Keberadaan M Natsir dalam partai Masyumi juga turut membawa perubahan dalam bidang agama, politik, ekonomi, dan sosial. Masyumi yang beranggotakan berbagai organisasi Islam didirikan pada tanggal 17 November 1945 melalui Kongres Nasional Umat Islam di Yogyakarta dengan Sukiman sebagai ketuanya. M Natsir memimpin Masyumi sebagai ketua umum sejak tahun 1949-1950. Sebagai pemimpin politik Islam, M Natsir telah memberikan seluruh tenaga dan pikirannya bagi kepentingan umat Islam dan bangsa Indonesia. Hal tersebut secara sederhana terbukti melalui apa yang disebut “Mosi Integral M Natsir”. Pada tanggal 3 April 1950, pada sidang parlemen RIS, M Natsir mengemukakan sebuah mosi yang memungkinkan terwujudnya bentuk NKRI seperti sekarang. M Natsir mengemukakan bahwa pembentukan Masyumi sebagai upaya penyaluran aspirasi politik umat Islam. Di sisi lain, munculnya Masyumi adalah sebagai tanggapan positif umat Islam terhadap manifesto politik Moh. Hatta yang mendorong pembentukan partai-partai. Tujuan dari partai Masyumi sendiri adalah terlaksananya ajaran dan hukum Islam dalam kehidupan individu, sosial, dan bernegara. Kedudukan M Natsir sebaga ketua umum tidaklah mudah. Beberapa anggota Masyumi sering mengeluarkan suara-suara yang mengarah ke arah provokasi yang memperburuk hubungan dengan partai non-Islam dan Presiden Soekarno. Namun, hal ini bisa di atasi oleh M Natsir. M Natsir juga memiliki tekad unuk menjadikan Islam sebagai dasar negara. Ide ini tergambar dalam bukunya Islam sebagai ideologo dan juga dalam artikel dengan judul Agama dan Negara.  Alasannya adalah karena Islam mempunyai sifat-sifat yang sempurna bagi kehidupan bernegara dan dapat menjamin keragaman hidup antarberbagai golongan dengan penuh toleransi. Ide M Natsir ini menimbulkan perdebatan tentang ideologi negara apakah pancasila atau Islam, atau sosial-konomi sejak November 1956-Juni 1959. Perdebatan tentang dasar negara dalam Majelis Konstituante berakhir pada tanggal 2 Juni 1959 tanpa suatu keputusan dan memicu Soekarno mengeluarkan Dekrit Presiden pada tanggal 5 Juli 1959 sekaligus membubarkan Majelis Konstituante. Peristiwa ini berujung pada pembubaran partai Masyumi pada tanggal 17 Agustus 1960. Pembubaran Masyumi tidak terlepas dari keterlibatan pemimin dan anggotanya seperti M Natsir dalam pemberontakan yang berujung pada terbentuknya Pemerintahan Revolusioner  Republik Indonesia (PRRI) di Sumatra Barat. PRRI adalah pemerintahan tandingan terhadap pemerintahan pusat.

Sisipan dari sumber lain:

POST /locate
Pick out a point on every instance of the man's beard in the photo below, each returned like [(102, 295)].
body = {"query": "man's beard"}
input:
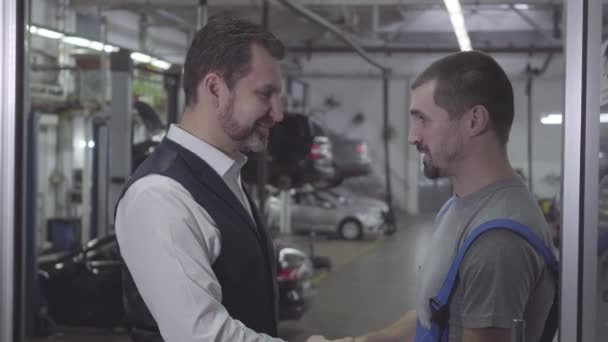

Pembubaran partai Masyumi tidak menyurutkan semangat M Natsir untuk memperjuangkan Islam. Ia dan beberapa tokoh Masyumi lainya mendirikan Dewan Dakwah Islamiyah Indonesia (DDII) pada tanggal 26 Februari 1967. Lembaga ini lahir dari sebuah kesepakatan dari beberapa alim ulama di Jakarta pada acara halal bi halal. Lembaga ini juga merupakan perpanjangan tangan Masyumi. Mereka membahas tentang perkembangan dakwah Islam terutama pada masa transisi plitik setelah terjadi pergolakan G 30 S/PKI.  M Natsir menduduki ketua umum hingga akhir hayatnya.. Walaupun DDII bergerak dibidang dakwah, namun sesekali DDII melakukan control politis sehingga tidak heran jika DDII dicurigai sebagai Masyumi yang berbaju dakwah atau politik yang dipoles dakwah.  Sebagai yayasan Islam, DDII mempunyai pedoman dalam segala hal termasuk hubungan antaragama. Sebagai bentuk perjuangannya, DDII mendirikan masjid, mengirimkan dai, menerbitkan pamflet, bulletin,  dan tabloid. Kelanjutan perjuangan ini menunjukan bahwa M Natsir benar-benar ingin berbuat sesuatu yang terbaik untuk kepentingan bangsa dan umat Islam.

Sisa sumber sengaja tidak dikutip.